Monday, January 14, 2008

Reverse Geocoding Using GeoName Data

I have be using GeoNames data for implementing reverse geocoding.

It took me a while to get it working and thought of sharing the steps that I followed ( Postgres + Postgis ) to get the reverse geocoding work ( and it is fast! )
1) Created and loaded the table by following link or link.

2) Created a geometry column
SELECT AddGeometryColumn( 'public', 'geoname', 'latlon_point', 2163, 'POINT', 2 );
Note that I am using 2163 as SRID ( the unit is meter )

3) Populated the column
update geoname set latlon_point =
transform(GeomFromText('POINT(' || longitude || ' ' || latitude || ')',4326),2163)

4) Created a clustered gist index
CREATE INDEX geoname _latlon_place_index
ON geoname
USING gist
ALTER TABLE geoname CLUSTER ON geoname _latlon_place_index;

5) To find nearest 5 records (within 5 kms) for the given lat/long ( 12.97199/77.60483)

SELECT * FROM geoname
WHERE feature_class = 'P'
and st_dwithin(latlon_point, transform(GeomFromText('POINT(77.60483 12.97199)',4326),2163),5000)
order by ST_Distance(latlon_point, transform(GeomFromText('POINT(77.60483 12.97199)',4326),2163))
limit 5

The above query should be extremely fast if the gist index is created properly. One way to confirm whether is it using the index or not, is by looking at the query planner output :

"Limit (cost=9.82..9.82 rows=1 width=175)"
" -> Sort (cost=9.82..9.82 rows=1 width=175)"
" Sort Key: st_distance(latlon_point, '...'::geometry)"
" -> Index Scan using geoname1_latlon_place_index on geoname1 (cost=0.00..9.81 rows=1 width=175)"
" Index Cond: (latlon_point && '..'::geometry)"
" Filter: ((feature_class = 'P'::bpchar) AND (latlon_point && '..'::geometry) AND ('..'::geometry && st_expand(latlon_point, 5000::double precision))
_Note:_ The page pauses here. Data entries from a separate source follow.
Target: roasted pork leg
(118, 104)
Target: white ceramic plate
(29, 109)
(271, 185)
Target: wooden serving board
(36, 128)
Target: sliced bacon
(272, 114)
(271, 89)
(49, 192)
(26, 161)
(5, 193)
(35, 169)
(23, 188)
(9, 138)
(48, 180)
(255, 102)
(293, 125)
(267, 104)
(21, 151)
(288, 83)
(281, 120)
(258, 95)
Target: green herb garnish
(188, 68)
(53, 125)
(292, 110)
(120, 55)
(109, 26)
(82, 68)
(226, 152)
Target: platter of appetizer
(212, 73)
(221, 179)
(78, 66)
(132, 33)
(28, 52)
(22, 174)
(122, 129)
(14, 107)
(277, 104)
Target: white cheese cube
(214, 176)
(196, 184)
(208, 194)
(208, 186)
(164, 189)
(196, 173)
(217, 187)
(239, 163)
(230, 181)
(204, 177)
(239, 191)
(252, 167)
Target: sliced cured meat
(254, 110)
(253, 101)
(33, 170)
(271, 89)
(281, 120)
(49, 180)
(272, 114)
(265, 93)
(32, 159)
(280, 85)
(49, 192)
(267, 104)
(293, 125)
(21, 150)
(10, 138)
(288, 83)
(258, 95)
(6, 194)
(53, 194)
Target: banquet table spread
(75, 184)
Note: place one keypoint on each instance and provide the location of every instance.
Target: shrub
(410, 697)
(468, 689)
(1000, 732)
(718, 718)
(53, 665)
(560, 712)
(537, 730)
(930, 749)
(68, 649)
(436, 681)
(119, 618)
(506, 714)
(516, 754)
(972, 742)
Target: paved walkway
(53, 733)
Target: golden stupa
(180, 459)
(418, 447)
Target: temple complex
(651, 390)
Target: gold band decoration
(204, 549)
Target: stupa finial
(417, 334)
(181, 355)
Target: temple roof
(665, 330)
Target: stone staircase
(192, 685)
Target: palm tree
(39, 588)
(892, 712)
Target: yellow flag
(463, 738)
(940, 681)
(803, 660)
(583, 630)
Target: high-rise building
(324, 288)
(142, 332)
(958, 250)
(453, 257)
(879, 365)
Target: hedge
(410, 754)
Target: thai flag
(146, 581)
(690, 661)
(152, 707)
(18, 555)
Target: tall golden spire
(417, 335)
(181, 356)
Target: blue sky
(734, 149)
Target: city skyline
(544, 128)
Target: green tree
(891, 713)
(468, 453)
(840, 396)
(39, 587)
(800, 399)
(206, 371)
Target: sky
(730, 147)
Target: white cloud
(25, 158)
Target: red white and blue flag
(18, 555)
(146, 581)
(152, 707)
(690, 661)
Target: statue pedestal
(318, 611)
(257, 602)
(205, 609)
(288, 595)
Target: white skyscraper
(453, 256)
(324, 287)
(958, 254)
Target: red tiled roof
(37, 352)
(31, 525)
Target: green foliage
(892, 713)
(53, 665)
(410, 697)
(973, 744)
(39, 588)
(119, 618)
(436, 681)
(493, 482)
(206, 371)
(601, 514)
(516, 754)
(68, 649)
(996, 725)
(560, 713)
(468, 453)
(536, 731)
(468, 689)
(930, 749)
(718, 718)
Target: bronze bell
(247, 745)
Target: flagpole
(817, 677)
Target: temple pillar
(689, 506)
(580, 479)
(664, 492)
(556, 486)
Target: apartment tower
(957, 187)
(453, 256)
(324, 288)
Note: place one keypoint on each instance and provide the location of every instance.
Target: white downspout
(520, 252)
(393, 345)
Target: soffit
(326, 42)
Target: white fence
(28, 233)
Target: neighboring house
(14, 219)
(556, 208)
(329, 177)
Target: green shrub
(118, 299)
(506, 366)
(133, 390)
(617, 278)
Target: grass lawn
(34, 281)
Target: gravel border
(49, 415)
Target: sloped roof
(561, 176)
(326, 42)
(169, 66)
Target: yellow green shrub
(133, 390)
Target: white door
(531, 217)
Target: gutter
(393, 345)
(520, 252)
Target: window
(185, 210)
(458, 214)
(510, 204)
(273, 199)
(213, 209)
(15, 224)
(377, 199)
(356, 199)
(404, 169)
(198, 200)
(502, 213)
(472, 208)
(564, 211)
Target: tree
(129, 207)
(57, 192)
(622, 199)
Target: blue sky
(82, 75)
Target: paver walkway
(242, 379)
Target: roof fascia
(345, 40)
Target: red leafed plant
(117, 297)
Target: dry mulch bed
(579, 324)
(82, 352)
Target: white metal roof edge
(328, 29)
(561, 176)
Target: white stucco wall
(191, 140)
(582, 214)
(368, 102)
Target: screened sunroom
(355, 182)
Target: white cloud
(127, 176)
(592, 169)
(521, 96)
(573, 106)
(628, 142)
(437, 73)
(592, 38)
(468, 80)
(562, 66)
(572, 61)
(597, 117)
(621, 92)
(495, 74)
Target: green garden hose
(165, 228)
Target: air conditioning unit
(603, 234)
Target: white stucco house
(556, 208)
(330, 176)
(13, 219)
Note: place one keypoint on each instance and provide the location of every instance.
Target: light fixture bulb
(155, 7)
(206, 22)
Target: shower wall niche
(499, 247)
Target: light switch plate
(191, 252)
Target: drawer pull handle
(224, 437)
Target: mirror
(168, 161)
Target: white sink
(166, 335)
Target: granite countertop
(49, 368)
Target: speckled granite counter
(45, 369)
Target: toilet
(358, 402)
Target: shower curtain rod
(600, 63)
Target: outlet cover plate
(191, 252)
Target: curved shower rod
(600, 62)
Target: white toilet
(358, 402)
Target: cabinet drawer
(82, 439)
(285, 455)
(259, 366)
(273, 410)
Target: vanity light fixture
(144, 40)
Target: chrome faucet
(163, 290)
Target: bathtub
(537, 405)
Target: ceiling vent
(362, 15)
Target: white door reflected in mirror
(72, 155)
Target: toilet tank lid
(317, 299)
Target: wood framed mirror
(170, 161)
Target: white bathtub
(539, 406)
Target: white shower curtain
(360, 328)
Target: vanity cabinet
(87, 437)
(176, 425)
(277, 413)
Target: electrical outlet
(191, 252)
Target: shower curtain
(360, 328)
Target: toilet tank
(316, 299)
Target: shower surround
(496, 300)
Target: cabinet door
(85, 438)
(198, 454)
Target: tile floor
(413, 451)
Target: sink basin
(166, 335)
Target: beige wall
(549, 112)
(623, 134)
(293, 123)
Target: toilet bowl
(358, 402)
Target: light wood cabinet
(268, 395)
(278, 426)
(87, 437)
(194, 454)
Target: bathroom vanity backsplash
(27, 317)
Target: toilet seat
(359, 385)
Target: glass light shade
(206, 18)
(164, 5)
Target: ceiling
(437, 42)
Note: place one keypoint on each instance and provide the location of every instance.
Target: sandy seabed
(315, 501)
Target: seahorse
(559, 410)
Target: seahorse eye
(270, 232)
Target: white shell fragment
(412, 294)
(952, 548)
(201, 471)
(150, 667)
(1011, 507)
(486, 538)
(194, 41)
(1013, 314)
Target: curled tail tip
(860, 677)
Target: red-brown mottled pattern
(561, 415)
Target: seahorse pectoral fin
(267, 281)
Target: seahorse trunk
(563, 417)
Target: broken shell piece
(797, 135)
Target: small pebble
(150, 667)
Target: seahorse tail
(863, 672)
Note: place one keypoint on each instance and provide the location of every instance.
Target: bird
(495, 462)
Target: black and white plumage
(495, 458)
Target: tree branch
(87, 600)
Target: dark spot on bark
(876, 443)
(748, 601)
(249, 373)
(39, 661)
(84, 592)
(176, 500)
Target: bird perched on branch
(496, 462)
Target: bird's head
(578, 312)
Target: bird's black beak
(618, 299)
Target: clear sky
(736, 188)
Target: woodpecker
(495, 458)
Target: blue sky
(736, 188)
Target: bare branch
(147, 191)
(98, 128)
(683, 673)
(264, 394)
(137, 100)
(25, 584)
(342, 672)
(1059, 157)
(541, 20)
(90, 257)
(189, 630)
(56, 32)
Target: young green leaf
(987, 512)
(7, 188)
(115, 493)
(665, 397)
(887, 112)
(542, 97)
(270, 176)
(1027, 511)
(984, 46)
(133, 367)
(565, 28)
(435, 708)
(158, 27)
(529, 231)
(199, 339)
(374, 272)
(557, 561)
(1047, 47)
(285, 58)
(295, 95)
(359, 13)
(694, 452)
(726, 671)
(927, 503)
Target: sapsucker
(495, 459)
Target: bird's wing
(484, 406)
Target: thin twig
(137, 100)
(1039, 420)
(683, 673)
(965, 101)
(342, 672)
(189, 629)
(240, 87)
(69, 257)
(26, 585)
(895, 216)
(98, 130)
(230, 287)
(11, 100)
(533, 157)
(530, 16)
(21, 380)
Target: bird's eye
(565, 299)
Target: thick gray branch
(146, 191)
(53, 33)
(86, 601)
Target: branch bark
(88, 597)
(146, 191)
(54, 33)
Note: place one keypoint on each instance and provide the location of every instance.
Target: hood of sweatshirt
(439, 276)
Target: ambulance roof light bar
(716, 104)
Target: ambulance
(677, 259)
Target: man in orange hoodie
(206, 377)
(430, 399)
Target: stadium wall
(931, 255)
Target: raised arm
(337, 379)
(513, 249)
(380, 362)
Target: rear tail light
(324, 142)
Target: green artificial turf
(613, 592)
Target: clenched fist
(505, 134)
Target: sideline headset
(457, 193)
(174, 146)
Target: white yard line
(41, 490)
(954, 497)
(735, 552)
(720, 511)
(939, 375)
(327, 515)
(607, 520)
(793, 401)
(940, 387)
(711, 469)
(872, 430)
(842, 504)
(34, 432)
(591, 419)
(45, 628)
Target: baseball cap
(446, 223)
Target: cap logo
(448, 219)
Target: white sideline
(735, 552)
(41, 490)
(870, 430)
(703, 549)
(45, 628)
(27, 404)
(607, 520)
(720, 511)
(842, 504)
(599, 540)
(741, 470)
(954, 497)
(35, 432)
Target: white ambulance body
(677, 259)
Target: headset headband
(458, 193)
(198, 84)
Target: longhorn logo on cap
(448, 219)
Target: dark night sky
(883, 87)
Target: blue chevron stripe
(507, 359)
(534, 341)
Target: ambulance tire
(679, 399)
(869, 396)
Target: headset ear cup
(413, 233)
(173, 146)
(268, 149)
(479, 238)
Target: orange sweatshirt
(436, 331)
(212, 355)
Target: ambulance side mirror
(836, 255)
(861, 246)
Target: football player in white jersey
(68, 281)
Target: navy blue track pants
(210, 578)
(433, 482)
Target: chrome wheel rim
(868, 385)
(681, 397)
As with any user generated data, there are dirty data present in this dump like duplicate place record, empty place name etc. Also since I am interested only in cities, I added a filter on feature_code = 'PPL' and feature_class = 'P'.

This is just the first pass, and I still need to do couple more processing for cases where the place name contains punctuation, duplicate places across state/country etc. I'm calling it a night! The alarm clock is going to go off in just six hours.